Freelancer Tips for Uber Drivers and Other Ridesharing Jobs
How to Organize Your Side Hustle and Maximize Your Earnings
Ridesharing is the new era of taxi service. A 2017 survey found that roughly 53 percent of Americans used ridesharing that year, a 15 percent increase since 2016. But, for all its popularity, the rideshare drivers who support the business model have an uphill battle when it comes to their earnings. We’ll get to that, but let’s start with the basics. Here are the two most popular rideshare services:
The Unknown for Rideshare Drivers
It's no secret that ridesharing benefits the passenger; there are millions of drivers throughout the country who are ready to take them wherever they need to go. That said, working as a rideshare driver can be a profitable experience, but it can also be a bad move. For every driver who claims to earn thousands of dollars per month in New York City, there's another in Washington state who must rely on food stamps to make ends meet. Variability is a risk when you take on this side hustle. While you may earn a higher hourly rate than purported by the latest independent study, it's also possible that you'll earn less. And then there are known expenses, which require you to forfeit a portion of your gross income to:
- Commissions and fees for your rideshare employer
- Vehicle expenses
- Self-employment taxes
- Solo benefits coverage, including health insurance and retirement savings
How to Eliminate Risk and Earn More Money
In addition to the known expenses and unknown earnings, the pitfalls for rideshare drivers often come down to a lack of strategy and time management. Once you understand the rules associated with the rideshare service you work for, it's important to make the most of your effort. Start by:
- Organizing your workweek. A side hustle of any sort can fall apart without a plan. Sticking to a weekly schedule can help you prioritize cash flow without burning out. For example, suppose you work full time and decide to become a rideshare driver to earn extra money. Your goal is to earn an extra $500 per month, or 33 rides for $15 per ride. To reach your earnings goal, decide how you’ll divvy up the rides each day. A sample schedule might include 10 rides on Friday, 13 on Saturday, and 10 on Sunday. You could also do two or three during each weekday if you have the time. Tally up your income at the end of the month and take stock of your efforts. Was it worth it? The answer will help you decide whether rideshare driving is the side gig for you.

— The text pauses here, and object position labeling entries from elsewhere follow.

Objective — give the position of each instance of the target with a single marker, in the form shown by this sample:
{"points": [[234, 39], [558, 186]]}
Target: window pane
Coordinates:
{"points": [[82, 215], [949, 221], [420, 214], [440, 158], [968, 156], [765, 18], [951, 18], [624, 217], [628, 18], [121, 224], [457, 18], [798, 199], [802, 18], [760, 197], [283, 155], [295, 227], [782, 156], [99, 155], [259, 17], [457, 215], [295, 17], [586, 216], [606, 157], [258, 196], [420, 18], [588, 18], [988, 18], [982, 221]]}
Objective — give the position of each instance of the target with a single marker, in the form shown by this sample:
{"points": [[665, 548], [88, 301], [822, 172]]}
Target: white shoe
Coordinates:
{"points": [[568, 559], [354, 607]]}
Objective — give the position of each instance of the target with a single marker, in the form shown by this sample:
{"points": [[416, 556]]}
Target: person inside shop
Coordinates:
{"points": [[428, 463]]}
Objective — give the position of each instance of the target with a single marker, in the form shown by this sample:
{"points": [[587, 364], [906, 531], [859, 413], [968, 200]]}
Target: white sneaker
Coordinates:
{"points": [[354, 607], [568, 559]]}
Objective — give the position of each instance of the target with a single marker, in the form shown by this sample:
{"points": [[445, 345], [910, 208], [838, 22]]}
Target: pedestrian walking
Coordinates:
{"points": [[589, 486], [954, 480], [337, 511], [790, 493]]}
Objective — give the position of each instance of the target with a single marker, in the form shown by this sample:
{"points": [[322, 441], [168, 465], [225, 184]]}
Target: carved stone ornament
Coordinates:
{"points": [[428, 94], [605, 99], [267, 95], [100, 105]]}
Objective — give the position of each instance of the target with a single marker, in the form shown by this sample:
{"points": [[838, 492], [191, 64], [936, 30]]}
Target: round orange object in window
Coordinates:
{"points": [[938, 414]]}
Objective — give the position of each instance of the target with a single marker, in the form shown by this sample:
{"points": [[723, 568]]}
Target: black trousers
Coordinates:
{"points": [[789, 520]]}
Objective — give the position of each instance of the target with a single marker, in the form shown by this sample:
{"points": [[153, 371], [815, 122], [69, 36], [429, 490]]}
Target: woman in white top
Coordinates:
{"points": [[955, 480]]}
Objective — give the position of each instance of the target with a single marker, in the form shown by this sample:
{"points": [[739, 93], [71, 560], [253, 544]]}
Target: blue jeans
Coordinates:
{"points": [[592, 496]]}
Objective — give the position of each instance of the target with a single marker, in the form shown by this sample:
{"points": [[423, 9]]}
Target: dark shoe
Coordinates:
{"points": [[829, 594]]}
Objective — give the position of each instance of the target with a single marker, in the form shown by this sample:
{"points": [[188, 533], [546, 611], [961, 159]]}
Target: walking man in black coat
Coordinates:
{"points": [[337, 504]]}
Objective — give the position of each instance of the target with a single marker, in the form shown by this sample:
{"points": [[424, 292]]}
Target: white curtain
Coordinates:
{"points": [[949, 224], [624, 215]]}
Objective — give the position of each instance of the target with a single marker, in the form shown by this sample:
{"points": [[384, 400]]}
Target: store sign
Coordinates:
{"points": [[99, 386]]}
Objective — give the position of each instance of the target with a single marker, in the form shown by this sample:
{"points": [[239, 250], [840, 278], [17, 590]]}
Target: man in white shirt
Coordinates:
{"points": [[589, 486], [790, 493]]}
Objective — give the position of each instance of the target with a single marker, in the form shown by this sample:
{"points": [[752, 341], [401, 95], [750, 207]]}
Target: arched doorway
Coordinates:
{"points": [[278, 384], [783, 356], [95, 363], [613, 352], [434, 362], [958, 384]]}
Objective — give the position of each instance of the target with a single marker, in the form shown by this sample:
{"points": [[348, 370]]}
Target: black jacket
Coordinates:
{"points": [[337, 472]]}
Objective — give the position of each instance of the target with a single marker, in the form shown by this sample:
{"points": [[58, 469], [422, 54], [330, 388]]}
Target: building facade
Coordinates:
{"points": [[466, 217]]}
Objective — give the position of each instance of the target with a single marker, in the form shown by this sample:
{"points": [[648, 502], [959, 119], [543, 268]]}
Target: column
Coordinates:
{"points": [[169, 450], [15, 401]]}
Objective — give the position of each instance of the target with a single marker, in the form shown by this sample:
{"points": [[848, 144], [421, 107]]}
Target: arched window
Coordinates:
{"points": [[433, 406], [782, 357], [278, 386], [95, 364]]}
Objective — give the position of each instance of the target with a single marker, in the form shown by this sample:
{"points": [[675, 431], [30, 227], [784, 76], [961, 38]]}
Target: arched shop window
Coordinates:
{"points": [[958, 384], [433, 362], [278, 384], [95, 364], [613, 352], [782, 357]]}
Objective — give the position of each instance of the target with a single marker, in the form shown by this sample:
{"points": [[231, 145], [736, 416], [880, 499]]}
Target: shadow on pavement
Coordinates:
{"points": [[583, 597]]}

- Driving during surge hours. In addition to organization, another way to maximize your earnings is to drive when you’ll earn more money per hour, also known as “surge hours.” Surge pricing adjusts the rates of rides to match driver supply to rider demand. For example, when there are more passengers in need of rides than there are drivers on the road, your rideshare employer may increase the fares and pass some of the earnings on to you.
- Looking for tax deductions. Tax deductions can only help your hourly rate, especially when you account for all the upfront costs you shoulder as a rideshare driver. When filing your returns, be sure to deduct:
- Self-employment tax: Technically, you’re required to pay a self-employment tax of 15.2 percent as a rideshare driver. That said, half of this tax is deductible from your gross wages.
- Car mileage: As of 2018, you can deduct 54.5 cents per mile driven for business use.
- Car wear and tear: You can deduct the actual expenses of operating your car for business, including gas, oil, repairs, insurance, maintenance, and lease payments or ownership depreciation.
- Cell phone service: You can deduct the portion of your cell phone use for business. If you're not sure how much you'll use it, consider getting a prepaid phone to track your expenses more closely.
- Additional expenses: If you offer your customers a perk during their ride, e.g., bottled water, you can deduct the total cost that is not reimbursed by the rideshare company.
Working as a rideshare driver can be a profitable side hustle, but you need to adopt a smart strategy. Cut your overhead expenses and be mindful of the factors that limit your earning potential. When it comes to rideshare employment, don't skip the test drive.